Gli omega-3 in gravidanza sono nutrienti fondamentali per lo sviluppo del bambino e per il benessere materno. Negli ultimi anni la ricerca ha studiato il loro possibile ruolo nella prevenzione dell’asma infantile, soprattutto quando l’assunzione di EPA e DHA avviene durante il terzo trimestre. Questo articolo affronta il tema di Omega-3 in gravidanza: protezione contro asma infantile, spiegando cosa sono gli acidi grassi omega-3, perché possono influenzare il sistema immunitario del neonato, quali benefici sono stati osservati e quando è necessario parlarne con ginecologo o nutrizionista.

Introduzione

Gli omega-3 sono acidi grassi essenziali che l’organismo non riesce a produrre in quantità sufficienti. Per questo devono essere introdotti con l’alimentazione o, quando indicato, con integratori specifici. Durante la gravidanza, EPA e DHA assumono particolare importanza perché partecipano allo sviluppo cerebrale, visivo e immunitario del feto.

Il possibile legame tra omega-3 in gravidanza e minore rischio di asma nei bambini nasce dall’azione antinfiammatoria di questi nutrienti. L’asma infantile è una malattia respiratoria cronica caratterizzata da infiammazione delle vie aeree, tosse, respiro sibilante e difficoltà respiratoria.

Alcuni studi clinici e revisioni indicano che l’integrazione materna con acidi grassi n-3 a lunga catena può ridurre il rischio di wheezing o asma nei figli, anche se la qualità delle evidenze viene considerata ancora non definitiva.

Che cosa sono gli omega-3?

Acidi grassi essenziali

Gli omega-3 sono grassi polinsaturi fondamentali per molte funzioni biologiche. I più importanti in gravidanza sono:

  • DHA, acido docosaesaenoico
  • EPA, acido eicosapentaenoico
  • ALA, acido alfa-linolenico

ALA si trova soprattutto in fonti vegetali, mentre EPA e DHA sono presenti principalmente nel pesce grasso e in alcuni integratori.
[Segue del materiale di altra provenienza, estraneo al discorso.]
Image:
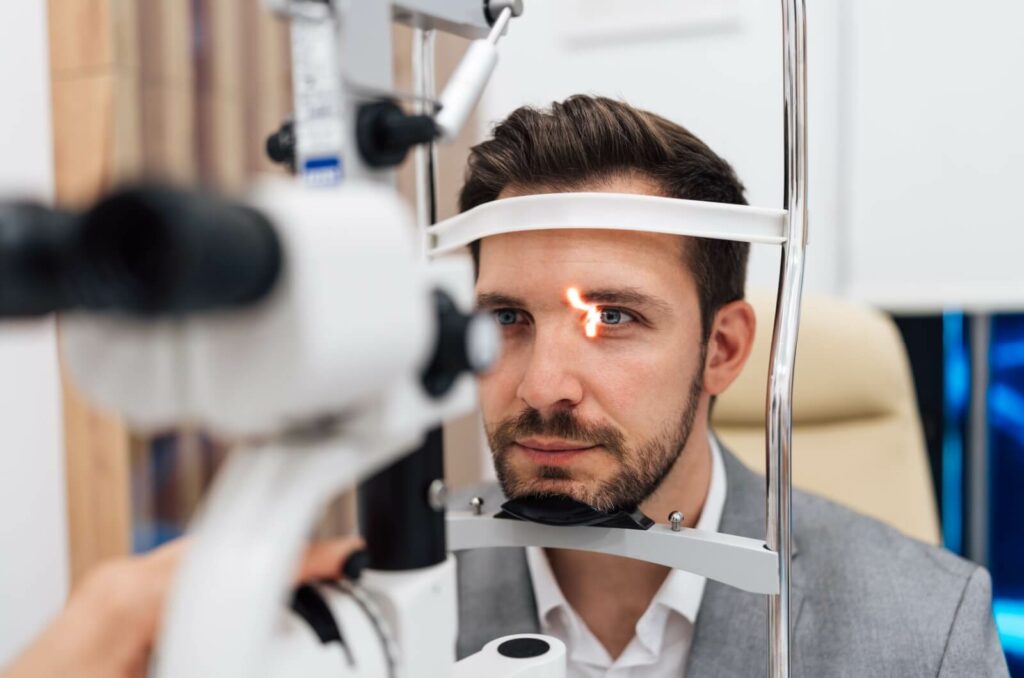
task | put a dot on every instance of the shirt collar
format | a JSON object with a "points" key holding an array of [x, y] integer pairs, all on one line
{"points": [[681, 592]]}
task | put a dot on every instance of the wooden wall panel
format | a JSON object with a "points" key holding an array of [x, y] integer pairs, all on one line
{"points": [[90, 144]]}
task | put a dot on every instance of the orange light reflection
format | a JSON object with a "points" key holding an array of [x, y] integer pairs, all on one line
{"points": [[593, 312]]}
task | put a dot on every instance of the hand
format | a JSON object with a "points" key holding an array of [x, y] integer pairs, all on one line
{"points": [[109, 627]]}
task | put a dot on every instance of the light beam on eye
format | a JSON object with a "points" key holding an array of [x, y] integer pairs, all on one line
{"points": [[593, 312]]}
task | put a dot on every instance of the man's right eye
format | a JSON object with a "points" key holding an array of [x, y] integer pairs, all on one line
{"points": [[507, 315]]}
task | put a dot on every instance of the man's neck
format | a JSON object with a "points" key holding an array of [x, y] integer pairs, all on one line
{"points": [[587, 578]]}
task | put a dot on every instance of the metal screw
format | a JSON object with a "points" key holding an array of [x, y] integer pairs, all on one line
{"points": [[437, 495]]}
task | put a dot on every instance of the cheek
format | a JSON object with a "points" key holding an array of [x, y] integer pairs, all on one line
{"points": [[643, 387], [498, 388]]}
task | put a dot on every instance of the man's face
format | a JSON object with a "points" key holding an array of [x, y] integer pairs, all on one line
{"points": [[599, 419]]}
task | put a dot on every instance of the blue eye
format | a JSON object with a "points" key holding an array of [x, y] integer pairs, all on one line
{"points": [[506, 315], [615, 316]]}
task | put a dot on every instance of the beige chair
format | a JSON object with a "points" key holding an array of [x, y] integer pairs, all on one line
{"points": [[857, 438]]}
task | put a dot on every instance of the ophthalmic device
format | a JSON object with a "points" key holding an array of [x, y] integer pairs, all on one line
{"points": [[329, 333]]}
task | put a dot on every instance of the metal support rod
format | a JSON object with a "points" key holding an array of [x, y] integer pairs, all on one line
{"points": [[981, 327], [783, 348], [425, 158]]}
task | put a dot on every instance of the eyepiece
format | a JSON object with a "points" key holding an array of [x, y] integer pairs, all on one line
{"points": [[158, 250], [147, 250]]}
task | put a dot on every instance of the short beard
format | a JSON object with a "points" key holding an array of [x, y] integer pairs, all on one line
{"points": [[642, 468]]}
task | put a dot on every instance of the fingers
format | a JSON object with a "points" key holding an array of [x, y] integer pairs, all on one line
{"points": [[325, 559]]}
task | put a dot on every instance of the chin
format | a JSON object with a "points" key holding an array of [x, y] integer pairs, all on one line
{"points": [[546, 486]]}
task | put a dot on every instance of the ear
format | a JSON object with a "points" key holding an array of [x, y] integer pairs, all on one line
{"points": [[728, 345]]}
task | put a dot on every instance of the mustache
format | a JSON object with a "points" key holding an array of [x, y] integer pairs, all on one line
{"points": [[561, 424]]}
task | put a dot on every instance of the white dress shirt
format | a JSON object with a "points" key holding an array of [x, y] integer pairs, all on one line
{"points": [[665, 631]]}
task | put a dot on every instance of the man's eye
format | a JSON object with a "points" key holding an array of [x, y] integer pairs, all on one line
{"points": [[507, 315], [616, 316]]}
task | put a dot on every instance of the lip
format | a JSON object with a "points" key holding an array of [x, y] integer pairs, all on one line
{"points": [[552, 445], [552, 454]]}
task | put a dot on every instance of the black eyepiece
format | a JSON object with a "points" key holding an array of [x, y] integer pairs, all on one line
{"points": [[146, 250]]}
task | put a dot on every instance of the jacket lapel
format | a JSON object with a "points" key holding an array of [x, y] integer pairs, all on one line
{"points": [[731, 633]]}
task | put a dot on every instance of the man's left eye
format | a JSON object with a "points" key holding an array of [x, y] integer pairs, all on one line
{"points": [[615, 316]]}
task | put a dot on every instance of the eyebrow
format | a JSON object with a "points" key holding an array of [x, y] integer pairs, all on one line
{"points": [[627, 296], [630, 296], [497, 300]]}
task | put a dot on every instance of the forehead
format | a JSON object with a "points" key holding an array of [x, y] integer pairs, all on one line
{"points": [[544, 261]]}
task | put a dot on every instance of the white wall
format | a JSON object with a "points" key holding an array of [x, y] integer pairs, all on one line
{"points": [[33, 530], [935, 161], [713, 66], [915, 125]]}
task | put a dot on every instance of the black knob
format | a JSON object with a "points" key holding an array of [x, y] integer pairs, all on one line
{"points": [[281, 144], [385, 133], [465, 343], [161, 250], [35, 243]]}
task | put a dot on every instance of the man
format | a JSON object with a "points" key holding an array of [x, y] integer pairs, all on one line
{"points": [[621, 420]]}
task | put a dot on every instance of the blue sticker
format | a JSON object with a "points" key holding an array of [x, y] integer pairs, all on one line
{"points": [[323, 171]]}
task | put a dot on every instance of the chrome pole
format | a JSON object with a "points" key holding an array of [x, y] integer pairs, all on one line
{"points": [[783, 347], [425, 159]]}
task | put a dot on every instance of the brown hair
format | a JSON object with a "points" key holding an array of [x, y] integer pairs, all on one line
{"points": [[588, 138]]}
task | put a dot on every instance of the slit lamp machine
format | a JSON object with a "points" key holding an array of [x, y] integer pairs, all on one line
{"points": [[183, 307]]}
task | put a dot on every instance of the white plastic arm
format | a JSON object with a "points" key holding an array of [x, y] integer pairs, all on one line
{"points": [[467, 83]]}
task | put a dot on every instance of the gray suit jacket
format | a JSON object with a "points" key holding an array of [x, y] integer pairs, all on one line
{"points": [[865, 600]]}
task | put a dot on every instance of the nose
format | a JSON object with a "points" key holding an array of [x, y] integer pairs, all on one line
{"points": [[551, 380]]}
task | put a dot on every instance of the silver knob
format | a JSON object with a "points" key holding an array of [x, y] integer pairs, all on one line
{"points": [[437, 495]]}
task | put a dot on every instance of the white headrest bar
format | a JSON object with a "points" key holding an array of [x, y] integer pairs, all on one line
{"points": [[606, 210]]}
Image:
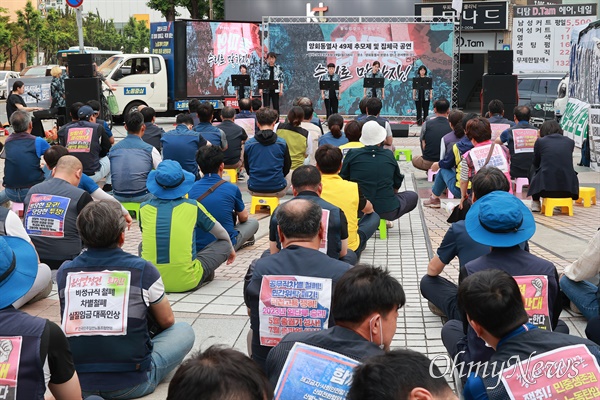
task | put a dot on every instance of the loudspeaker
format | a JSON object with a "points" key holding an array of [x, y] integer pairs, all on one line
{"points": [[500, 62], [82, 90], [503, 88], [399, 130]]}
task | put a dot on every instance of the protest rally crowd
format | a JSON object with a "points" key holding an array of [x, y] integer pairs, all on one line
{"points": [[308, 296]]}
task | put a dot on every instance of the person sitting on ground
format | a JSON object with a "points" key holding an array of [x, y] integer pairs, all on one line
{"points": [[553, 173], [401, 374], [32, 347], [219, 373], [95, 104], [153, 132], [132, 342], [353, 132], [374, 106], [181, 265], [236, 136], [495, 310], [335, 136], [223, 200], [502, 221], [207, 130], [53, 230], [496, 113], [366, 301], [267, 158], [131, 160], [484, 152], [51, 157], [301, 232], [22, 153], [306, 184], [87, 141], [295, 136], [347, 196], [432, 132], [182, 143], [377, 173], [448, 176]]}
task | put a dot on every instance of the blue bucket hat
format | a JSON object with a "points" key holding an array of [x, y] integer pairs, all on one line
{"points": [[499, 219], [18, 269], [169, 181]]}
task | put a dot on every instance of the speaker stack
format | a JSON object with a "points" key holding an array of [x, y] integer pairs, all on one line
{"points": [[499, 83]]}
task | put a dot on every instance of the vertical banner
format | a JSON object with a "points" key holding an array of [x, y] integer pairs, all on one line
{"points": [[304, 50], [215, 51]]}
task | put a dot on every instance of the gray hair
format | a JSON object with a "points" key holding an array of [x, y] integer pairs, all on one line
{"points": [[299, 218], [101, 223], [20, 121]]}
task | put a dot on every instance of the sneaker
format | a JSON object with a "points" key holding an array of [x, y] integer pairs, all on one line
{"points": [[433, 202], [249, 243]]}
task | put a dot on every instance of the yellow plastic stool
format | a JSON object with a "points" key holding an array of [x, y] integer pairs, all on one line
{"points": [[232, 172], [587, 196], [132, 207], [257, 202], [382, 229], [407, 154], [566, 205]]}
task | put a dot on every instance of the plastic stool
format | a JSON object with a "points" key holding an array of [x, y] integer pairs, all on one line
{"points": [[258, 201], [382, 229], [18, 208], [519, 183], [587, 196], [232, 172], [407, 154], [566, 205], [132, 208], [430, 175]]}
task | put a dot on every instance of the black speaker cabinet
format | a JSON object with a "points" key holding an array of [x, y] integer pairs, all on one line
{"points": [[500, 62], [503, 88]]}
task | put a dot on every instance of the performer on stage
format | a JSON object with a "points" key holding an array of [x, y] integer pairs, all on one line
{"points": [[331, 97], [374, 92], [422, 95], [244, 92], [272, 71]]}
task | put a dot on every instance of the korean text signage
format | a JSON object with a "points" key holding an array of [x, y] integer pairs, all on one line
{"points": [[542, 35], [478, 16]]}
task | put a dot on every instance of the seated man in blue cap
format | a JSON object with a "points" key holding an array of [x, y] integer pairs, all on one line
{"points": [[29, 343], [168, 225], [502, 221]]}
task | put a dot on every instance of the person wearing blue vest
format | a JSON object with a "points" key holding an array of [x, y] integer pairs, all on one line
{"points": [[29, 343], [495, 310], [115, 313], [182, 143], [131, 160], [22, 159], [206, 129], [267, 158]]}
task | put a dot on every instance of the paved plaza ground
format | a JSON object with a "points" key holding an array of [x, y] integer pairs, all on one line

Perché EPA e DHA sono importanti

Durante la gravidanza, DHA ed EPA partecipano allo sviluppo del sistema nervoso, della retina e della risposta immunitaria. Il DHA è particolarmente rilevante per cervello e occhi, mentre EPA contribuisce ai meccanismi antinfiammatori.

Omega-3 e asma infantile: qual è il legame?

Infiammazione e vie respiratorie

L’asma infantile è associata a un’infiammazione persistente delle vie aeree. Gli omega-3 possono modulare la produzione di mediatori infiammatori, favorendo una risposta immunitaria meno sbilanciata verso processi allergici.

Protezione durante la vita fetale

La gravidanza è una finestra biologica delicata. In questa fase, l’alimentazione materna può influenzare lo sviluppo del sistema immunitario del bambino. Per questo l’assunzione di omega-3 in gravidanza è stata studiata come possibile strategia di prevenzione respiratoria.

Cosa dicono gli studi scientifici

Trial clinici e riduzione del rischio

Uno studio pubblicato sul New England Journal of Medicine ha osservato che la supplementazione con acidi grassi n-3 a lunga catena nel terzo trimestre riduceva il rischio assoluto di wheezing persistente o asma nei bambini.

Meta-analisi e risultati complessivi

Una revisione sistematica del 2022 ha riportato che l’integrazione con omega-3 in gravidanza può ridurre il rischio di asma o sintomi asmatici nei figli, pur sottolineando che le evidenze restano limitate e dipendono da dose, periodo di assunzione e caratteristiche materne.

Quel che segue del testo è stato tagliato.